From here we can clearly say that most of the sales come from the North America but if we think from the point of view of Marketing its not a great metric, as we know that Japan has less population so if we incorporate that factor into metric, things may be different.
Name | total_sale |
---|---|
Wii Sports | 82.74 |
Grand Theft Auto V | 55.92 |
Super Mario Bros. | 45.31 |
Tetris | 35.84 |
Mario Kart Wii | 35.82 |
Wii Sports Resort | 33.00 |
Pokemon Red/Pokemon Blue | 31.37 |
Call of Duty: Modern Warfare 3 | 30.83 |
New Super Mario Bros. | 30.01 |
Call of Duty: Black Ops II | 29.72 |
So till 2016 these games have the most global revenue, Wii sports which is a nentando game is on the top and google search link also state this (Quite interesting actually) GrandTheft Auto is on 2 followed by Super Mario.
Genre | total_revenue |
---|---|
Action | 1722.84 |
Sports | 1309.24 |
Shooter | 1026.20 |
Role-Playing | 923.83 |
Platform | 829.13 |
Misc | 789.87 |
Racing | 726.76 |
Fighting | 444.05 |
Simulation | 389.98 |
Puzzle | 242.21 |
Adventure | 234.59 |
Strategy | 173.27 |
Here we can see that Misc genre is on 3 position in number of count of games but in of case revenue generation its far from genre like Action, Sports and all.

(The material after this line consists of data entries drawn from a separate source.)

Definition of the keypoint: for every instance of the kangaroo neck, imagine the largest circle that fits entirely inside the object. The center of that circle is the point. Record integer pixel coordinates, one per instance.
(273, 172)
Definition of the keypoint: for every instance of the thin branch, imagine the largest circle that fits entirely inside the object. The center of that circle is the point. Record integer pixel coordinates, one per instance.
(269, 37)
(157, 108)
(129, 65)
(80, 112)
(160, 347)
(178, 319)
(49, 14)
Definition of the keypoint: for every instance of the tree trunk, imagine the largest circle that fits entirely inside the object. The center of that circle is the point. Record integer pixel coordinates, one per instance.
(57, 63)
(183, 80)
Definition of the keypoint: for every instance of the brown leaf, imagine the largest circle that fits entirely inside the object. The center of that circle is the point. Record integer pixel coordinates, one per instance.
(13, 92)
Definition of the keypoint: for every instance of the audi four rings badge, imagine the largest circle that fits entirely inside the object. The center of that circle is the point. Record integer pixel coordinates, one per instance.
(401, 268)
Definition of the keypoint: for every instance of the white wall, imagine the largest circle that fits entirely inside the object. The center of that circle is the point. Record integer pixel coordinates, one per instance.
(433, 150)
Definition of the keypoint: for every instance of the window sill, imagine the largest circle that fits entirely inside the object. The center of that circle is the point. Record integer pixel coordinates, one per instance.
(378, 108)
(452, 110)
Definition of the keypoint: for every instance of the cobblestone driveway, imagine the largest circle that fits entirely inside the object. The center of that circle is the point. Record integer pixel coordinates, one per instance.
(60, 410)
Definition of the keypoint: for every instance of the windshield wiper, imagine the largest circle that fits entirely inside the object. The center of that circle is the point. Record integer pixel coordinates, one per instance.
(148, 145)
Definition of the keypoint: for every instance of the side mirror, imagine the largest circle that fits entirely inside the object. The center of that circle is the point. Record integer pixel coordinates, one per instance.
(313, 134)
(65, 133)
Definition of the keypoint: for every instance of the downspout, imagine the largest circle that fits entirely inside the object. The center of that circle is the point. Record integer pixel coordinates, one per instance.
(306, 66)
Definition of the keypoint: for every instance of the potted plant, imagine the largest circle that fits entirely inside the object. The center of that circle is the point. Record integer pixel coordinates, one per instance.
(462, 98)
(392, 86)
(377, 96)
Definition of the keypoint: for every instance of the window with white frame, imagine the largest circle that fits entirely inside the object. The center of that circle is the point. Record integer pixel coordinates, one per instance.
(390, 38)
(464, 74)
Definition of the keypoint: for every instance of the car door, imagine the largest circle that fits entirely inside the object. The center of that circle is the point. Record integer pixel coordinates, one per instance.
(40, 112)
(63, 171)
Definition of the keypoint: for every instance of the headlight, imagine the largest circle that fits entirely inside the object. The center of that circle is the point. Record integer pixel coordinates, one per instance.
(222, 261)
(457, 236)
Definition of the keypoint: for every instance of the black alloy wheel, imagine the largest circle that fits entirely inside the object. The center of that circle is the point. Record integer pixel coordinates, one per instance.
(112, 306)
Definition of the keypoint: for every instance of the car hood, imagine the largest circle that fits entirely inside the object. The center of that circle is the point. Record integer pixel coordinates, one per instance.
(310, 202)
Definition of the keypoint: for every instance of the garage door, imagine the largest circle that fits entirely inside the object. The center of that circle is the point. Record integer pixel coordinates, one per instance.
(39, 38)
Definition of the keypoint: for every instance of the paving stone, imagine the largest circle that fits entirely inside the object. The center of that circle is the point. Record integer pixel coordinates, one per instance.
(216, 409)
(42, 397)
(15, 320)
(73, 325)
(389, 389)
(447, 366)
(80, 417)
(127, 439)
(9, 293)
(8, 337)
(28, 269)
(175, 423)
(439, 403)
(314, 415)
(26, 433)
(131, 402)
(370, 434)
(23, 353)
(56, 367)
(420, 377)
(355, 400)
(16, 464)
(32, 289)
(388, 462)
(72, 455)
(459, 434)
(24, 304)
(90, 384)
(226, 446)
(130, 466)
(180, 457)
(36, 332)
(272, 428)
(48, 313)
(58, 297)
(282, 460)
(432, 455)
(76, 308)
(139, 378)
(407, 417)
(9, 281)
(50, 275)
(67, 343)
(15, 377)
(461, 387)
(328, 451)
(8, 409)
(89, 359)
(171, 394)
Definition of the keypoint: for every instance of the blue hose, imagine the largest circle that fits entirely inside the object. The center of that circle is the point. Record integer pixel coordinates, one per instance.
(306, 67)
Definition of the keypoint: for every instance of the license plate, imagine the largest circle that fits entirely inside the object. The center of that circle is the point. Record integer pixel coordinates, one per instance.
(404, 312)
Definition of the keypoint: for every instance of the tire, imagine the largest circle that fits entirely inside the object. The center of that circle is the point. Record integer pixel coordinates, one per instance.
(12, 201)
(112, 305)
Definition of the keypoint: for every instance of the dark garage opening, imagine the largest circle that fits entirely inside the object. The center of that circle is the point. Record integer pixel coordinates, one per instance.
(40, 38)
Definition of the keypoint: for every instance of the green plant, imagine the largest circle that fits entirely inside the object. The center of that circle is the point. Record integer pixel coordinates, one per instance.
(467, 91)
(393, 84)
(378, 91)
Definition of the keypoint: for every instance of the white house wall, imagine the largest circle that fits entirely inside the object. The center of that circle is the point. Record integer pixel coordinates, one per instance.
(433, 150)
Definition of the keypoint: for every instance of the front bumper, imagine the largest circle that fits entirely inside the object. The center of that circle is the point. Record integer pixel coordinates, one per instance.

Now lets find that which genre has the least number of video games developed in it.
The metric would be like, total revenue generate by a genre divided by the total number of video game in that genre.
Genre | total_revenue | count | ease_metric |
---|---|---|---|
Platform | 829.13 | 875 | 0.9475771 |
Shooter | 1026.20 | 1282 | 0.8004680 |
Role-Playing | 923.83 | 1470 | 0.6284558 |
Racing | 726.76 | 1225 | 0.5932735 |
Sports | 1309.24 | 2304 | 0.5682465 |
Fighting | 444.05 | 836 | 0.5311603 |
Action | 1722.84 | 3251 | 0.5299416 |
Misc | 789.87 | 1686 | 0.4684875 |
Simulation | 389.98 | 848 | 0.4598821 |
Puzzle | 242.21 | 570 | 0.4249298 |
Strategy | 173.27 | 670 | 0.2586119 |
Adventure | 234.59 | 1274 | 0.1841366 |
Some interesting facts: as we can see that Platorm and Shotter game are generating great average revenue per game, action game clearly gets out of top 5 and it clearly shows that there are a lot of games,
Lets find that which Console offers the most number of video games. Ease metric gives us that an Average revenue generated by a Game launched for a console type.
Platform | total_revenue | count | ease_metric |
---|---|---|---|
PS2 | 1233.46 | 2127 | 0.5799060 |
X360 | 969.60 | 1234 | 0.7857374 |
PS3 | 949.35 | 1304 | 0.7280291 |
Wii | 909.81 | 1290 | 0.7052791 |
DS | 818.91 | 2131 | 0.3842844 |
PS | 727.39 | 1189 | 0.6117662 |
GBA | 305.62 | 786 | 0.3888295 |
PSP | 291.71 | 1197 | 0.2437009 |
PS4 | 278.10 | 336 | 0.8276786 |
PC | 254.70 | 938 | 0.2715352 |
GB | 254.42 | 97 | 2.6228866 |
XB | 252.09 | 803 | 0.3139352 |
NES | 251.07 | 98 | 2.5619388 |
3DS | 246.27 | 499 | 0.4935271 |
N64 | 218.21 | 316 | 0.6905380 |
SNES | 200.05 | 239 | 0.8370293 |
GC | 197.14 | 542 | 0.3637269 |
XOne | 141.06 | 213 | 0.6622535 |
2600 | 86.57 | 116 | 0.7462931 |
WiiU | 81.86 | 143 | 0.5724476 |
PSV | 61.60 | 410 | 0.1502439 |
SAT | 33.59 | 173 | 0.1941618 |
GEN | 28.36 | 27 | 1.0503704 |
DC | 15.97 | 52 | 0.3071154 |
The above table clearly indicates that the PS range of console by sony has generated the maximum revenue, so for increasing sales for the video game one must make the video game compatible with top revenue generating console which is large in number.
The plot gives a clear insight of the revenue generated by a specific console.
But taking Revenue as a metric for compatibility may be distorted as it might be possible that bacause of one specific kind of game revenue has increased but the number of Console is less, so comapatiblity priority must be choosen by taking both factors revenue and the count of console.